THE ONLY SECURITY WAS IN THE ABOLISHING THE POWER.
BUT THIS ALONE WOULD HAVE BEEN AN IMPERFECT SECURITY, IF IT HAD NOT BEEN FOLLOWED UP BY A DECLARATION OF THE RIGHT OF THE FREE EXERCISE OF RELIGION…
Thus, the whole power over the subject of religion is left exclusively to the State governments, to be acted upon according to their own sense of justice and the State constitutions.” (1833, Commentaries on the Constitution)
While people can think and believe what they want to believe and the state has no right to become thought police, the foundations of Islam are anti-American. Pure Judaism that rejects Jesus as the Messiah are also an attack (just as in the days of the apostles; cf. Book of Acts), though I would admit that if a Jew holds to the teachings of the Old Testament law, at least the foundations are similar in law, they have just not come to the fullness of what was promised in the Scriptures.

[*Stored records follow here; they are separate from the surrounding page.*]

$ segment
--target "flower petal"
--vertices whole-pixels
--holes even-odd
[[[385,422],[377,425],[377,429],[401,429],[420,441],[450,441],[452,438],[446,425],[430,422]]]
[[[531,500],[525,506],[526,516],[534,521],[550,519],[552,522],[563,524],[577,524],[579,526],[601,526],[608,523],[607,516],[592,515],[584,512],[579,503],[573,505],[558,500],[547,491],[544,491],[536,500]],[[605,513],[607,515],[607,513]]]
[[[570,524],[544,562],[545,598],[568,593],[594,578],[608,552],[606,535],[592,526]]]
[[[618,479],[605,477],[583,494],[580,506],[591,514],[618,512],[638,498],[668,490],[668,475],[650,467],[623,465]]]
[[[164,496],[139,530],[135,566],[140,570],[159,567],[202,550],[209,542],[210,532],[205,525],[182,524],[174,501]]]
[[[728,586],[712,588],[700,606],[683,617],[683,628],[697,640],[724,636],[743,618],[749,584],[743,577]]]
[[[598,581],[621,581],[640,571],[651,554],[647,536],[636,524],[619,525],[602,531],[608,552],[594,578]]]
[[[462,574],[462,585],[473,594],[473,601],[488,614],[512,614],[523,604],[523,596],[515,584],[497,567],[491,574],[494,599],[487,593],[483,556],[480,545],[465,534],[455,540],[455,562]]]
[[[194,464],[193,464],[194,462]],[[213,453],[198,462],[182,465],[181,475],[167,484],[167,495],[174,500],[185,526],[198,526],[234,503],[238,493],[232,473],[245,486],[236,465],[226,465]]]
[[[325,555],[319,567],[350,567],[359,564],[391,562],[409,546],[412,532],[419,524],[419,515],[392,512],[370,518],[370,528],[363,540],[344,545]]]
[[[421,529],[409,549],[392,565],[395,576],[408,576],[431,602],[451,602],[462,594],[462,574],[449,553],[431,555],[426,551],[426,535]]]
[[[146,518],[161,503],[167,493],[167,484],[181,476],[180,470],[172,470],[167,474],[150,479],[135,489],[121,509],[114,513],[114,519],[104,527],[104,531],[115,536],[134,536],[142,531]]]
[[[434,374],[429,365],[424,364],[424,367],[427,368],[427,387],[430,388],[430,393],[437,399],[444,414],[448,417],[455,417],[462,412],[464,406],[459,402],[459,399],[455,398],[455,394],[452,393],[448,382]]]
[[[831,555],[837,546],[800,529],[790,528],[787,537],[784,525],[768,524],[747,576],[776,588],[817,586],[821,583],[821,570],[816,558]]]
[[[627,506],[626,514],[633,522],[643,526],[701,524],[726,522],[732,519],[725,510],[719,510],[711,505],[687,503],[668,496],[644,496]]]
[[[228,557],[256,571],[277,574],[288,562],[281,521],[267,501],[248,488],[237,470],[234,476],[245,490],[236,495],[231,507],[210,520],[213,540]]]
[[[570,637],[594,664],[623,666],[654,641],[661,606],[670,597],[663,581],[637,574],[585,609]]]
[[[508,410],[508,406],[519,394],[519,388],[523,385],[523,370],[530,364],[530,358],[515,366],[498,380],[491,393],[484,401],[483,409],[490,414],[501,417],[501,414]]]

Still, criticism of Israel for a variety of things, including things the US engages in similarly, should be fair game and facts presented to back someone’s claims. After all, ultimately, we are all accountable to our Creator and we are subject to His laws first and foremost.
However, we already have laws in place that deal with things like libel or slander. We already have laws to deal with threats, and we already have laws to deal with insurrections and rioting. So, Magnuson is exactly right when he says this is a purley political action.
The bill comes on the heels of the US embassy being moved to Jerusalem.
SC representatives and senators should be ashamed of themselves for advancing such legislation that is in opposition to both the US Constitution and the South Carolina Constitution and then seeking to push it through deceptively in a budget bill.
Thank you Josiah Magnuson for upholding your oath in this matter!